An explosive went off Saturday near the offices of the UN Agency for Palestinian Refugees (UNRWA) in Gaza City, while a second struck near police headquarters. According to UNRWA and Gaza security officials there were no dead or injured.
“A bomb exploded near the outer wall of the headquarters of UNRWA in Gaza, about three meters from the door, causing no casualties or damage,” an agency spokesperson, Adnan Abu Hasna, told AFP.
The Hamas-run security forces also confirmed the blast, saying they had opened an inquiry after "two homemade bombs" exploded, one outside UNRWA and a second elsewhere in the city, “which caused limited damage and no casualties.”
The incidents took place just hours before members of the Ramallah-based Palestinian cabinet were to visit Gaza.
This is not the first time such blasts have hit the war-torn Gaza Strip, or that UN facilities have been attacked. This January, Gazans stormed the UN's Gaza headquarters after the UN announced it lacked funds to rebuild the war-battered Palestinian territory.

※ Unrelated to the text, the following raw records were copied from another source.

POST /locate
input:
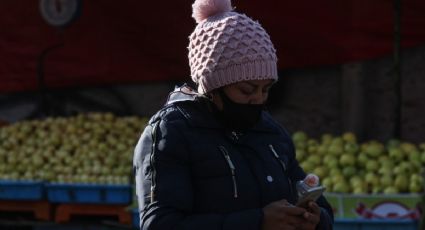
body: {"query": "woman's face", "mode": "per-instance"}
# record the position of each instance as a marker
(247, 92)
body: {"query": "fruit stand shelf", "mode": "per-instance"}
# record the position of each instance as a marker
(64, 212)
(91, 194)
(40, 209)
(21, 190)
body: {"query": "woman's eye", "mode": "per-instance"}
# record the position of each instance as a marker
(246, 91)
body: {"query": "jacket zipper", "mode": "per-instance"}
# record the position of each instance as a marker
(232, 169)
(284, 168)
(152, 160)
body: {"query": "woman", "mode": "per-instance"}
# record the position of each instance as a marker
(213, 158)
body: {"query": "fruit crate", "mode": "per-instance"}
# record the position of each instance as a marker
(376, 206)
(89, 193)
(381, 224)
(21, 190)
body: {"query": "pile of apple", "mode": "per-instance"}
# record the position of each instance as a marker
(86, 148)
(346, 166)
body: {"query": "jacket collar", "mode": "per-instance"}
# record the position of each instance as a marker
(199, 113)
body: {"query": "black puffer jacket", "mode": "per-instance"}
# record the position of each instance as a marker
(192, 173)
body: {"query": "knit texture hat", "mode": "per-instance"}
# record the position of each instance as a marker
(228, 47)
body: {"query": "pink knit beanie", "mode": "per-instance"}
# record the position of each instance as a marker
(227, 47)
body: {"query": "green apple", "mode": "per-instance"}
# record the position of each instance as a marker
(401, 183)
(347, 159)
(341, 187)
(299, 136)
(386, 180)
(362, 158)
(372, 166)
(321, 171)
(349, 171)
(391, 190)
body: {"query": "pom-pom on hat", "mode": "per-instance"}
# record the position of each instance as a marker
(228, 47)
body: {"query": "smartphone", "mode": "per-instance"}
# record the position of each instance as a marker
(311, 194)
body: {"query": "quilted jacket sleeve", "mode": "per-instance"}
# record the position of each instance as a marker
(297, 173)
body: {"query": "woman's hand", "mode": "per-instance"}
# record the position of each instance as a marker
(281, 215)
(311, 217)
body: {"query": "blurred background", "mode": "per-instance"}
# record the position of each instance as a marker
(352, 75)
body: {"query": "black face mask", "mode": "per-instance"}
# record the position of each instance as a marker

At the time, around 200 people demonstrated outside the UN compound in Gaza City, burning tires and throwing stone, until Hamas broke up the demonstration. The UN blamed Hamas for the attack. Last December, a blast targeted the French Cultural Center in Gaza City without causing any casualties.

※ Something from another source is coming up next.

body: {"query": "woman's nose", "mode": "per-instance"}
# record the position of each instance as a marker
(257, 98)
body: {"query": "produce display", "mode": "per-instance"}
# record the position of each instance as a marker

Such protests have been further spurred by salary disputes between Hamas and the Palestinian Authority.
Last January, the homes of officials from Palestinian President Abbas' Fatah party were targeted in a series of explosions. No one was injured, but damage was caused to homes and a bomb was found outside a central Gaza square where a memorial for former Palestinian leader Yasser Arafat was planned.
At the time, a local ISIS-offshoot claimed responsibility for the attacks, but their role was never independently confirmed.

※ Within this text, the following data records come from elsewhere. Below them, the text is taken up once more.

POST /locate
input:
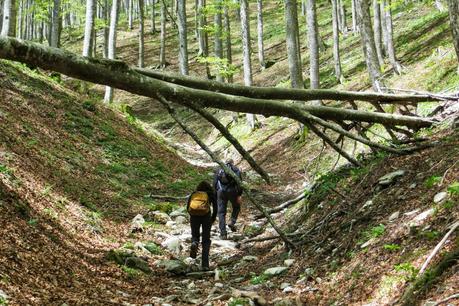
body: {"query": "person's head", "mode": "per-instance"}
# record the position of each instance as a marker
(205, 186)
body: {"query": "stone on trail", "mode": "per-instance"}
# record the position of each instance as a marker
(159, 216)
(137, 224)
(275, 271)
(174, 266)
(390, 178)
(440, 197)
(173, 244)
(138, 263)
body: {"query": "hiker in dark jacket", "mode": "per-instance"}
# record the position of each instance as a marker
(202, 207)
(227, 190)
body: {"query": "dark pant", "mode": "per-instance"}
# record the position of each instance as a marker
(196, 223)
(223, 196)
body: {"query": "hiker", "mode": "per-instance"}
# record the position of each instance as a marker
(202, 207)
(227, 190)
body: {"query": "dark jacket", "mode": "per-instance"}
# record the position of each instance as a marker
(214, 207)
(218, 185)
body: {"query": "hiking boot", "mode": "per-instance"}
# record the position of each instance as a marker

Tensions have also spilt over from neighboring Egypt, which has cracked down on Islamists in the restive Sinai region and worked to close the border with Gaza, in addition to labeling Hamas a terror group, further straining conditions in the isolated Strip.
During Israe's summer war with Hamas, Operation Protective Edge, more than a dozen people were killed at a UNRWA school during an Israeli shelling. Israel has cited Hamas' use of UN facilities to store rockets as a reason for targeting them.